ON THE Cyber Safety Day Friday, Vivek High School, Sector 38, hosted a day-long seminar during which issues such as cyber bullying, online privacy, cyber safety and attacks on adolescents were discussed by the Consortium for Research in School and Pedagogy (CRISP), a organisation that trains teachers and spreads awareness about cyber ethics.
Parents were given tips on ways to monitor their children’s cyber activity and it was suggested that computer screens be placed such that they are particularly visible. They were also urged to communicate with their children regularly, allot time limits for Internet usage and use software programmes to block certain sites.
“We are living in a modern ,technologically advanced world where we need to act as responsible digital citizens. Cyber safety is a burning issue for parents because a child today is like a digital native and parents are digital immigrants. The only way to bridge the gap is communication,” said Udai Lauria, president of CRISP.
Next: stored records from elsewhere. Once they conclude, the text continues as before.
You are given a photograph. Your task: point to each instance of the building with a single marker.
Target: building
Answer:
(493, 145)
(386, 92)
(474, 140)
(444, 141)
Lauria also explained that the guidelines for smaller children are different because students in the age group of Classes IV-VIII are dependent users who don’t consciously make mistakes. For them, the main purpose of the Internet is entertainment but as they grow, they become independent users where the focus shifts to engagement. They then consciously make mistakes or indulge in cyber crime without being aware of the consequences.
While the students opened up with instances of cyber bullying by unidentified persons on social networking sites and abuses being hurled at them on various gaming forums, they were made aware of cyber laws against various crimes. They were also warned against fake lottery, job invitations or friend requests online, which were described as means to misuse private details.
“While the minimum age for joining Facebook is 13, children as young as 10 are using it. Parents must understand that a child’s needs for socialising today are the same as they had in their time, only that the tools are different today. These children will grow up to be in a completely digital world and for them to survive and be successful, they must be aware of the Internet and its threats but a balance between the real and virtual world needs to be maintained,” said Lauria.